Among other things, the study measured whether students were able to understand simple coding concepts like sequencing. Students were given simple two-line commands, such as, "KIBO is crossing the road. The light turns red and KIBO goes straight." They then pasted stickers that resembled the blocks on a piece of paper to show the sequence involved. Overall, the kids did very well. We measured students on a scale of 0-6, and on average students scored  above a 5.

Using Play as PD

The other thing we wanted to study was how teachers took to this curriculum, since it was new to them as well. One of the reasons we believe students performed so well in the study and on their dance project was due to the professional development we gave teachers. Before students ever saw a robot, teachers got together for trainings and had time to check out the technology toys themselves. We encouraged them to explore. We got them to ideate. And in turn, they expressed their concerns, their fears, and their joys when they realized the potential for their students. We also encouraged them to brainstorm other ways they could incorporate coding and robotics into their everyday curriculum, beyond one-off projects.

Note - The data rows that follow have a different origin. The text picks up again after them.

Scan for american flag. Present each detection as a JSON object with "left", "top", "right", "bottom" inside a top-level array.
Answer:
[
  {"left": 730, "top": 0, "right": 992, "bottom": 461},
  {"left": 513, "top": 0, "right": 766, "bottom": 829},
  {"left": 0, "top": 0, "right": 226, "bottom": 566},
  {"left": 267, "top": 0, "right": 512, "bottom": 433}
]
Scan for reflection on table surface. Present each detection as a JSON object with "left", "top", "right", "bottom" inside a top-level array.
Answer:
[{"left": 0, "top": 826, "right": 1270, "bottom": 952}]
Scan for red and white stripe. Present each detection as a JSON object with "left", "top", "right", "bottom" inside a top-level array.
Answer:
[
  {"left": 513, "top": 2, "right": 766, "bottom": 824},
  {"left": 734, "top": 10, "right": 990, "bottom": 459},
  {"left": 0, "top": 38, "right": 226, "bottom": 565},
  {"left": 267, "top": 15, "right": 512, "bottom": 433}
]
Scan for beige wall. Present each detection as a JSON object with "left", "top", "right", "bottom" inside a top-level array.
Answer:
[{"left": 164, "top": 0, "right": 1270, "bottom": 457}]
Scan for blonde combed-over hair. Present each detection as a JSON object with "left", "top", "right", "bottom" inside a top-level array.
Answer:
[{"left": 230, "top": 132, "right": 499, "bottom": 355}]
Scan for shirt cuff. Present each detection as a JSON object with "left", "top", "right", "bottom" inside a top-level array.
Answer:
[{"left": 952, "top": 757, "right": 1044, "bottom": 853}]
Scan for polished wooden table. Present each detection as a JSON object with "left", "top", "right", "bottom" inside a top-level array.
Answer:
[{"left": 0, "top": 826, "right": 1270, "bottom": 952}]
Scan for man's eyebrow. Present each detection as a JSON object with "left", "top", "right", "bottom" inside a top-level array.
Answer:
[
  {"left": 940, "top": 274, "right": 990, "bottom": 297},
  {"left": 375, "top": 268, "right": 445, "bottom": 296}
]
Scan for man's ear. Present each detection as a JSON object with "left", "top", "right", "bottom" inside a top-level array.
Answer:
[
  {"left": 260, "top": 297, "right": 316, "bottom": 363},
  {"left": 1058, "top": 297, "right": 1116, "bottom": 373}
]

That last point in particular was important to us because we know that every one of the 160 schools in the PlayMaker program has an individualized curriculum, and teachers are busy. We think if it's important enough to introduce a new idea like coding, it has to be relevant to the existing curriculum. That's always the challenging part when you want to bring new ideas and make them relevant to the school.

So far, we've been thrilled with what our schools have done. To see teachers now introducing sequencing and robotics concepts into their numeracy and literacy lessons, as well as their cultural studies, is by far the biggest measure of success to us. It instills in us policymakers the creative confidence we need to realize our Smart Nation goals for every student.  

Adrian Lim is a director at the Infocomm Media Development Authority of Singapore, which oversees the PlayMaker program.